An algorithm for sustainability: Ecological clustering - Digital Defiant Studios Seattle Web development & Design by Chris Tabor

After reading Fritjof Capras' “The Hidden Connectons” I came away with some very interesting insights about systems theory and how it relates to ecology, political governance, and our increasing struggle with global capitalism (and globalism in general).

This post is about a particular aspect of that book, outlined briefly towards the end, what I’ve called “ecological clustering”. The background is this: businesses tend to produce waste and consume resources, materials, etc…, but are operating in isolation. This creates immense waste and environmental destruction, because no business operates as a system, when in fact it should.

The idea behind one solution, outlined int he book, is simple: businesses form symbiotic relationships with each other, forming ‘communities’ based on their resources – from their inputs (materials) to their outputs (waste). This idea hinges on cooperation, and it’s a very forward thinking methodology. Essentially, companies cooperate and agree to exchange materials, where one material may be trash for one company, and treasure for another.

My idea here has been to turn this into a programmatic problem, and create an algorithm that will find all useful relationships and map them such that you can derive a list where waste OUTPUTS for one company are mapped to material INPUTS for another. This gives you a picture of companies that should be working together.

Examples

Let’s make a few toy examples, that may actually have some real parallels.

“Starbocks”

Inputs: “Coffee (Beans)”, “Water”, “Milk”
Outputs: “Coffee grounds”, “Wastewater”, “Cardboard”, “Food scraps”

“Composting Northwest”

Inputs: “Coffee grounds”, “Food scraps”
Outputs: “Soil”, “Fertilizer”, “Earthworms”

“Sustainable Farms”

Inputs: “Earthworms”, “Chicken feed”, “Cardboard”, “Water”, “Fertilizer”
Outputs: “Chicken meat”, “Chicken eggs”, “Wastewater”, “Food scraps”

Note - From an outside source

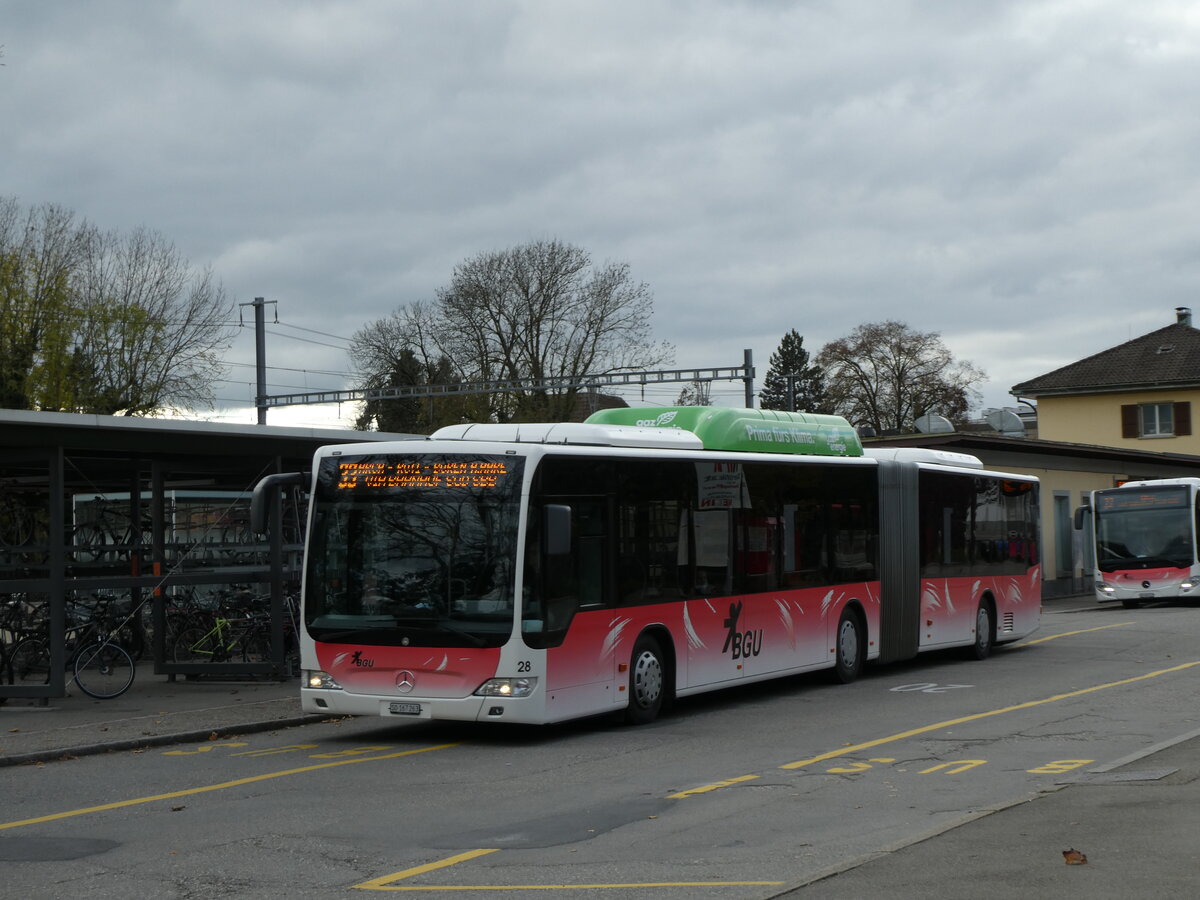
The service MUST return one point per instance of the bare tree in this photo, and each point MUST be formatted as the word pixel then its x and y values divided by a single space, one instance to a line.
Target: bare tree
pixel 537 311
pixel 886 375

“Wastewater treatment Northwest (WTNW)”

Inputs: “Wastewater”
Outputs: “Water”

Now, the algorithm is pretty straightforward. The most important aspect is that we’ll be using an inverted index to create our mapping, which allows single keys (in our case inputs and outputs) to map to all their locations (their occurrences, here).

for all companies,
  make an inverted index of the input and the company associated with it
  make an inverted index of the output and the company associated with it

Then, make a list of pairs of companies where one companies output is another companies output, and vice versa.

Encoding our data

The next important step is to encode the data properly, so we can actually use it in a program. Converting our previous examples into a proper, Pythonic format, we get:

relationships = {
    'in': {
        'coffee': ['starbocks'],
        'coffee-grounds': ['composting northwest'],
        'water': ['sustainable farms', 'starbocks'],
        'wastewater': ['WTNW'],
        'cardboard': ['sustainable farms'],
        'milk': ['starbocks'],
        'chicken-meat': [],
        'chicken-eggs': [],
        'earthworms': ['sustainable farms'],
        'fertilizer': ['sustainable farms'],
        'soil': [],
        'food scraps': [],
    },
    'out': {
        'coffee': [],
        'coffee-grounds': ['starbocks'],
        'water': ['WTNW'],
        'wastewater': ['starbocks', 'sustainable farms'],
        'cardboard': ['starbocks'],
        'milk': [],
        'chicken-meat': ['sustainable farms'],
        'chicken-eggs': ['sustainable farms'],
        'earthworms': ['composting northwest'],
        'fertilizer': ['composting northwest'],
        'soil': ['composting northwest'],
        'food scraps': ['starbocks', 'sustainable farms'],
    },
}

The algorithm

def generate_relationships(d):
    matches = []
    pairs = []

    for _input, companies in d['in'].iteritems():
        for _output, companies2 in d['out'].iteritems():
            if _input == _output:
                matches.append((companies, companies2, _input, _output))
    for c1, c2, inputs, outputs in matches:
        if not all([c1, c2]):
            continue
        if c1 != c2:
            pairs.append((c1, c2, inputs, outputs))
            print('{c2} <=outputs=> "{output}" so it should pair with {c1} '
                  'which =>inputs<= "{input}"'.format(
                   c1=c1, output=outputs, c2=c2, input=inputs))
    return matches


if __name__ == '__main__':
    generate_relationships(relationships)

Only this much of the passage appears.